Sepertinya, sejak Putraku lahir, rumahku tidak pernah kosong. Kalau ada Mas Akbar, mungkin hanya kami bertiga. Tapi kalau suamiku itu sudah berangkat kantor, rumahku akan ramai.
Ada Mama yang selalu datang pukul delapan pagi sampai selesai jam makan siang, ada Mbak Agnes juga yang kadang pulang sampai magrib.
Mereka memang sengaja datang saat suamiku pergi, karena kalau Mas Akbar ada, dia tidak akan membiarkan putranya digendong oleh Mama sekali pun.
Sadis, bukan?
"Kok Mbak Shanas ga pernah kesini, ya Ma?" Aku tiba-tiba mempertanyakan itu.

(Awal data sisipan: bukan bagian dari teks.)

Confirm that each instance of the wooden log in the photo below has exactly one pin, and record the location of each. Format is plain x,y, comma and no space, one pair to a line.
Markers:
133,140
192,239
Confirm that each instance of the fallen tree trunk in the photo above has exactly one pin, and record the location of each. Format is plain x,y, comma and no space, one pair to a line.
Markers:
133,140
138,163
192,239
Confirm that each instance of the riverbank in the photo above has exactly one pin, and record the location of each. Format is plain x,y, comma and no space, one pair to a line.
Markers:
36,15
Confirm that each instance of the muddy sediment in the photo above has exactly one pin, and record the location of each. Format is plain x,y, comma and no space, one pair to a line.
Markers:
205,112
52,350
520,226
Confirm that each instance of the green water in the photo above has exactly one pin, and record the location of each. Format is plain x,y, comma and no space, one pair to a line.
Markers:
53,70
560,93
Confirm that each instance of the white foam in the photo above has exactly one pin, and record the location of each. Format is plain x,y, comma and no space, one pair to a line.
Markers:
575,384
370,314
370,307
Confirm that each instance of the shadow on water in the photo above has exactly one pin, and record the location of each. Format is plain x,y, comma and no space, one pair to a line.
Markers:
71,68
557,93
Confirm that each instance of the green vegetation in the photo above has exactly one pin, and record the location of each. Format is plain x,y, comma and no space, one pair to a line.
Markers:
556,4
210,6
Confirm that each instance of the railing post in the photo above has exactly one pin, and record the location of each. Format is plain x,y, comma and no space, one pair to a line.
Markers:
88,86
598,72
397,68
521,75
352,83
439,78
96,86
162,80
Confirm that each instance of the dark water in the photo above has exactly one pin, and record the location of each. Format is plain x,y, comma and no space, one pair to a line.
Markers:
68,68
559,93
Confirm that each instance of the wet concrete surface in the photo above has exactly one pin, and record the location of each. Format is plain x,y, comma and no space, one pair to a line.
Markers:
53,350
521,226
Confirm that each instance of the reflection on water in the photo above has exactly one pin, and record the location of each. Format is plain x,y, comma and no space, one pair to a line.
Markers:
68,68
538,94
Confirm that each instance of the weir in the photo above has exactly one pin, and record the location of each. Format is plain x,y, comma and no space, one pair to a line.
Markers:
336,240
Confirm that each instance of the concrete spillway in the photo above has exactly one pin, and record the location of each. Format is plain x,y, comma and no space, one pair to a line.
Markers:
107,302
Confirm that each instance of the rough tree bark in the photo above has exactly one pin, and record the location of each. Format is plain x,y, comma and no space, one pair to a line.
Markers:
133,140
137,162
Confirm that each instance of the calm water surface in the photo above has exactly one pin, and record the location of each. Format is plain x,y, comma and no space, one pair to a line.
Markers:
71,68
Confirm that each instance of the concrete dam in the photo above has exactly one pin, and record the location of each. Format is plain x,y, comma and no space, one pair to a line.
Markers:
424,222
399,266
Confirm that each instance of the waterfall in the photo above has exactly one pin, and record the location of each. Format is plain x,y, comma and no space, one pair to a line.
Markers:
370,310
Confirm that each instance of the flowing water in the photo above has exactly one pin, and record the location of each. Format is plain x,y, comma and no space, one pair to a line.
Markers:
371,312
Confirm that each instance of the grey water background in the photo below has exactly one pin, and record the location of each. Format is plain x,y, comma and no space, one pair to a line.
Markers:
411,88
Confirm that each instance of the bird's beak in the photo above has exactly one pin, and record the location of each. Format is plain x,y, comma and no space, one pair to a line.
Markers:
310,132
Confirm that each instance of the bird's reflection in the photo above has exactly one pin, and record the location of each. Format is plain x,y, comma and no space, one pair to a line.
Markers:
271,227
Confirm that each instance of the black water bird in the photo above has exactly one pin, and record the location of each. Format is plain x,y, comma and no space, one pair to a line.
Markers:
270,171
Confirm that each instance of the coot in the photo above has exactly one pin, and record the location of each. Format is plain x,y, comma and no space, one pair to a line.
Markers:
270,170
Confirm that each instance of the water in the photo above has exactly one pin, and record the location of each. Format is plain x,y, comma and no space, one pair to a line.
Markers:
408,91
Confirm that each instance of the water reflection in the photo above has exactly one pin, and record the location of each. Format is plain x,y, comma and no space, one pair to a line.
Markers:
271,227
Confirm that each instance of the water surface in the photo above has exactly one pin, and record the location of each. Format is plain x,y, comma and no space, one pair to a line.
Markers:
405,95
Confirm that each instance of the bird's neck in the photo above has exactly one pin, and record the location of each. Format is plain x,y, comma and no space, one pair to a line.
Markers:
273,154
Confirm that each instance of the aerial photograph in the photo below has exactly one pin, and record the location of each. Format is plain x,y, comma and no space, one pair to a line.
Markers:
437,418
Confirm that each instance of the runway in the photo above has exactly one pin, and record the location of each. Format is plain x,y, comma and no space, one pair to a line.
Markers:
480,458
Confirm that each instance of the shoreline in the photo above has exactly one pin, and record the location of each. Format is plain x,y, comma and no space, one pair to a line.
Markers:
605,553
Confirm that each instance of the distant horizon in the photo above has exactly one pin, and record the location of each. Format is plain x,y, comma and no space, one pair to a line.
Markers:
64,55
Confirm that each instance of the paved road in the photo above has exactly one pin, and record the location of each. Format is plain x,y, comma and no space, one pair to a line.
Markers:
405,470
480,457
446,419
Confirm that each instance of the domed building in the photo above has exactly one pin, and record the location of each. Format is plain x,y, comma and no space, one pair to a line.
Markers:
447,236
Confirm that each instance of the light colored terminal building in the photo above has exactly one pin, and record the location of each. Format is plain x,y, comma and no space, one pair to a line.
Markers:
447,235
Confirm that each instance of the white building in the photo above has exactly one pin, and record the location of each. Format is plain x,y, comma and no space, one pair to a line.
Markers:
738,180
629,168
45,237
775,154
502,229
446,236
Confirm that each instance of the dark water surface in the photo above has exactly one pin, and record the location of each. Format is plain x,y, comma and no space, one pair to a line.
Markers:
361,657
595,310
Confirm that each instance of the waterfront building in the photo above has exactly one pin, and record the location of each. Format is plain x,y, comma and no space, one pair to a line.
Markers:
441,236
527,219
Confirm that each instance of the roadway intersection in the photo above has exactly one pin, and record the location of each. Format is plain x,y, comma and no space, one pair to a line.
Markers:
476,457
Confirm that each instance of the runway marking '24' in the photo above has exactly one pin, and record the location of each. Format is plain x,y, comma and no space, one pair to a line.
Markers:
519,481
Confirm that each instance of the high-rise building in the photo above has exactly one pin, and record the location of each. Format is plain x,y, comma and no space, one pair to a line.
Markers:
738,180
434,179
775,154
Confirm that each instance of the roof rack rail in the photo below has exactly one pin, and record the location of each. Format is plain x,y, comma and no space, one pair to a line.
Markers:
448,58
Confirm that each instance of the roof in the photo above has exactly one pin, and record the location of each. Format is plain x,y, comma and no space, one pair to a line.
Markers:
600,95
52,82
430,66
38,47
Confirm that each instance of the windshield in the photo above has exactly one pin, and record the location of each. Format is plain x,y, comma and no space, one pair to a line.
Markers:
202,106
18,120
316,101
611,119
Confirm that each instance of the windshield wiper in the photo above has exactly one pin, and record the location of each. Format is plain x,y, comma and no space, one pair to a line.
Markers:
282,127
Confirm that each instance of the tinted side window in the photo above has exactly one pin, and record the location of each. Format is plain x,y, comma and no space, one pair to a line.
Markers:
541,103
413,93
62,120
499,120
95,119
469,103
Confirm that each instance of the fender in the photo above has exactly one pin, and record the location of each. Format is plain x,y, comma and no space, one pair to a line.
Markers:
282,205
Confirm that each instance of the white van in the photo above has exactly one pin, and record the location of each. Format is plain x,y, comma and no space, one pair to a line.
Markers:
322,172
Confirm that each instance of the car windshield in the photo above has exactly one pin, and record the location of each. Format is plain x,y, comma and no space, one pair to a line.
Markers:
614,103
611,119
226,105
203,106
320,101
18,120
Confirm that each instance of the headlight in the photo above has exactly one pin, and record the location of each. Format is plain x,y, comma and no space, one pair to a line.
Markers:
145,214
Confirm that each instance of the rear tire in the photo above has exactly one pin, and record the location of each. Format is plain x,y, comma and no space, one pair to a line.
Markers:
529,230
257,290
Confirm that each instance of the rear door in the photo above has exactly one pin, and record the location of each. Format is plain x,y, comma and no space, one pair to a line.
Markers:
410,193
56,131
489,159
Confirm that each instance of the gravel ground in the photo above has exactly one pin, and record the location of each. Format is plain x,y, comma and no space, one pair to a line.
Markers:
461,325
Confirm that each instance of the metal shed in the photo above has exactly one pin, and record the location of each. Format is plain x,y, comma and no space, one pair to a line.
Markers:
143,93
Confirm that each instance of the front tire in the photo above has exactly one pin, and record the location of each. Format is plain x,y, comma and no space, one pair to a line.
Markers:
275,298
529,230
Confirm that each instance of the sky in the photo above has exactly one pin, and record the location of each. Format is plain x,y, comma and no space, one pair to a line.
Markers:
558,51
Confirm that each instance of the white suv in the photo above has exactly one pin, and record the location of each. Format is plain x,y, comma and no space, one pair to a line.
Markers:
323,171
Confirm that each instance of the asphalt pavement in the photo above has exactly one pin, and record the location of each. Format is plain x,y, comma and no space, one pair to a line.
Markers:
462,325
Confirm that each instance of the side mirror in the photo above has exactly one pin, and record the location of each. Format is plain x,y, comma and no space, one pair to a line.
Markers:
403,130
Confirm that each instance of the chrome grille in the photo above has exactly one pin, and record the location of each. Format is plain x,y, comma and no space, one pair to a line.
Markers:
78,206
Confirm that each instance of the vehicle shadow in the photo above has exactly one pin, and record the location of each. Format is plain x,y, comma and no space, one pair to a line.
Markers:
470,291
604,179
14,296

Sebenarnya aku sudah tanya sama Suami, tapi aslinya saja Mas Akbar yang cuek. Aku juga tahu, sepertinya hubungan mereka sedang tidak baik. Bahkan Mbak Shanas tidak datang di hari persalinanku.
Kenapa? Bukannya dia antusias sekali saat aku hamil? Rasanya aku ingin mengorek masalah mereka, deh.
Mama tidak menjawab, malah asyik menonton sinetron favoritnya. Mumpung Agnes sedang menjaga Bumi, aku memutuskan untuk mengepoi Mertuaku.
Iya, sekarang anakku kupanggil Bumi. Sebenarnya aku risi, tapi mau bagaimana lagi. Suamiku sudah terlanjur membeberkan nama itu ke keluarganya, yang entah kenapa langsung disetujui semua orang.
Langsung saja putraku dipanggil Bumi, bahkan dengan Ibu-Ibu tetangga sekalian.
"Mama dengar ga, sih?" Aku menggeser duduk di lantai, biar ikut ngeteh sama Mama.
"Ya bagus dong, Mia. Berarti kamu ga perlu repot-repot lagi bagi suami kamu,"
Aku tahu mertuaku tidak akrab dengan Mbak Shanas, tapi mendengarnya berkata begitu, aku semakin penasaran. Ada apa sih, sebenarnya?
"Bukannya begitu, Ma. Mia khawatir aja sama Mbak Shanas. Apa jangan-jangan dia marah sama Mia?"
"Memang kamu ada buat salah sama dia?" Mama masih tidak mengalihkan fokusnya dari TV.
"Ah, Mama. Mama pasti tahu sesuatu kan?" Pancingku.
"Kamu jangan ngajak Mama ngegibah, ya Mia," Mama sudah menggeram, aku cengengesan. "Sudah sana, kamu bukannya habisin makanmu malah gangguin Mama nonton," dumelnya. Ya ampun, Mama kalau serius nonton jadi kayak Suamiku saja.
Baiklah, karena tidak mendapat jawaban yang kuinginkan, dan karena lapar juga, aku pun memutuskan untuk mencicil sayur yang sudah Mama targetkan harus kuhabiskan sebelum makan siang.
Aduh, bisa-bisa aku gemuk mendadak. Tubuhku sudah kecil, pendek, kalau ditambah gemuk, bisa ditinggal suami, aku.
"Ranjang mobil-mobilannya bagus ya, Mia," bukan cuman Agnes yang bilang begitu, Mama juga berkata yang sama. Aku tidak paham kenapa mereka tidak bertanya kenapa aku membeli barang menjengkelkan itu secepat ini. Harusnya kan kalau Bumi sudah bisa dilepas tidur sendiri.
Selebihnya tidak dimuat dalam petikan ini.